Sobre o tema, colhe-se da jurisprudência:
[...] “O valor da indenização do dano moral deve ser arbitrado pelo juiz de maneira a servir, por um lado, de lenitivo para o abalo creditício sofrido pela pessoa lesada, sem importar a ela enriquecimento sem causa ou estímulo ao prejuízo suportado; e, por outro, deve desempenhar uma função pedagógica e uma séria reprimenda ao ofensor, a fim de evitar a recidiva” [...] (TJSC, AC n. 2001.010072-0, de Criciúma, rel. Des. Luiz Carlos Freyeslebem, Segunda Câmara de Direito Civil, j. em 14-10-04).

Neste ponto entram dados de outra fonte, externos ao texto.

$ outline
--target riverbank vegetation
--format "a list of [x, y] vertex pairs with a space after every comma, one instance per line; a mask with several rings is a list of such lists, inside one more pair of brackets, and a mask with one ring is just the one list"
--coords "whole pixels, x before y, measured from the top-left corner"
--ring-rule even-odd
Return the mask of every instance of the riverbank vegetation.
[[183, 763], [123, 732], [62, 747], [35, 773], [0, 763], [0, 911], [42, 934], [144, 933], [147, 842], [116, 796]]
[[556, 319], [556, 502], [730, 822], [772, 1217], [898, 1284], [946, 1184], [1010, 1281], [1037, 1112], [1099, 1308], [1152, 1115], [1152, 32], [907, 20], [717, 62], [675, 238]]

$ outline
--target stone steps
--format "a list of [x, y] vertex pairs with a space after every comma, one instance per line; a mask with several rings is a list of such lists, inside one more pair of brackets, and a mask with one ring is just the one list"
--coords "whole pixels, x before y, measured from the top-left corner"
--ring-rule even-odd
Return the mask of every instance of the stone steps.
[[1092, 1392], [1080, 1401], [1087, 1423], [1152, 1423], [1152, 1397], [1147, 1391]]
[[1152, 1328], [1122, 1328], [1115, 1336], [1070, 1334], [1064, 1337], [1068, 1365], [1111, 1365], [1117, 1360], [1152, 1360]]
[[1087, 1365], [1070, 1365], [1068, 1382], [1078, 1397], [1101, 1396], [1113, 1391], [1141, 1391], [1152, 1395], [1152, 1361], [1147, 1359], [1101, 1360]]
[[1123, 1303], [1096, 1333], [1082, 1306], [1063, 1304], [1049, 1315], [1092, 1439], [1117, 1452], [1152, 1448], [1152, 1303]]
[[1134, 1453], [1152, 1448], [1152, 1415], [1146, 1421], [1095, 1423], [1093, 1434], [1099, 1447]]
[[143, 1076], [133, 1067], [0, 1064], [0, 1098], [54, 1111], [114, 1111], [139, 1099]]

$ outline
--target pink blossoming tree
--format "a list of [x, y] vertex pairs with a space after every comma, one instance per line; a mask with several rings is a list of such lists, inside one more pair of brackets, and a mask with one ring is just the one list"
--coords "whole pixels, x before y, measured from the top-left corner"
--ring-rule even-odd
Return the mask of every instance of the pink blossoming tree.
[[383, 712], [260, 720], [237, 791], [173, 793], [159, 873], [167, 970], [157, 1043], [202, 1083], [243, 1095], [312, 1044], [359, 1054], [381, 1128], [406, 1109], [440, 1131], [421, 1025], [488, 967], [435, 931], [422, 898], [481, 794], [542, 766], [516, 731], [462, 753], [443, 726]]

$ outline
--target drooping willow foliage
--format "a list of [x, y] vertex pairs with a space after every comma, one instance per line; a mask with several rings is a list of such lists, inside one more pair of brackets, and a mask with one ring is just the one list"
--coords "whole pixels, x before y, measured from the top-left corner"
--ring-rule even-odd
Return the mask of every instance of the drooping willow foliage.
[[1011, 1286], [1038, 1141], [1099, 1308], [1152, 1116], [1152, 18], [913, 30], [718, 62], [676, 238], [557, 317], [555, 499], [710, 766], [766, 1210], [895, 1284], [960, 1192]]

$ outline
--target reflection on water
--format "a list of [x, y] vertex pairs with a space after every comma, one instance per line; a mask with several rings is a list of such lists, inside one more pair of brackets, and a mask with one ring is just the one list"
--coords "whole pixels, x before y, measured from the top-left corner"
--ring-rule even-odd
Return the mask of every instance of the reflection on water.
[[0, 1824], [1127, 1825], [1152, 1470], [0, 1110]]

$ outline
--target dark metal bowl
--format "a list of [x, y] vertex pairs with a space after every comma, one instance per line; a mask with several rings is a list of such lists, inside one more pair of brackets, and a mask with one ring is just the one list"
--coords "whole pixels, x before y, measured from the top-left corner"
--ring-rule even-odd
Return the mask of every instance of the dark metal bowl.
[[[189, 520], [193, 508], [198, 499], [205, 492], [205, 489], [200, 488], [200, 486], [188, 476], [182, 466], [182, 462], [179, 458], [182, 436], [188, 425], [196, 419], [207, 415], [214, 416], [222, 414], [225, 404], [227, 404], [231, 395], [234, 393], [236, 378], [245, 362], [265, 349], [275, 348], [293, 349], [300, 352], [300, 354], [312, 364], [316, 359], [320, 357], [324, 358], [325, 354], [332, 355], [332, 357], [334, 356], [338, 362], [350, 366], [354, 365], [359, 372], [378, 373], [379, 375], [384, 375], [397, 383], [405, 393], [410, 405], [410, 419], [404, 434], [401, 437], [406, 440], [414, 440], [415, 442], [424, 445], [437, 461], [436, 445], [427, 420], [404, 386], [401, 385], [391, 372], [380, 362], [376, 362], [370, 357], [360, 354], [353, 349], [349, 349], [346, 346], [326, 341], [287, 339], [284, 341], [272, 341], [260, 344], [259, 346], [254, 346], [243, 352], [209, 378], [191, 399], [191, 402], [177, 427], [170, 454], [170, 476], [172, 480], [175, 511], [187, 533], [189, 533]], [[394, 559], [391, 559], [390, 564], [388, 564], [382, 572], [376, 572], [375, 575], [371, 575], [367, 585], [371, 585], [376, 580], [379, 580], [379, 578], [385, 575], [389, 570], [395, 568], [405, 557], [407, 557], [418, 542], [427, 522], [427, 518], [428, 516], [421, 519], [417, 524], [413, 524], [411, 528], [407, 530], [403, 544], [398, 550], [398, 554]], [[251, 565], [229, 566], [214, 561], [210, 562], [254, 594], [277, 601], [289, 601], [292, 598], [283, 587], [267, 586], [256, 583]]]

Assim, atento ao princípio da prudência e às peculiaridades do caso sub judice já apontadas, ausente o critério objetivo de fixação da verba indenizatória por danos morais e levando-se em conta os profundos abalos emocionais, transtornos, constrangimentos e danos sofridos pelos autores, provocados pelo demasiado atraso na entrega do imóvel e demais ilícitos praticados e o entendimento firmado pelo Egrégio Tribunal de Justiça de Minas Gerais e o Superior Tribunal de Justiça, diante dos casos similares julgados, e versando sobre a justa quantificação dos danos morais, será justa a indenização na ordem de 10% sobre o valor atualizado do imóvel, referente à reparação pelos sérios danos morais sofridos pelos autores.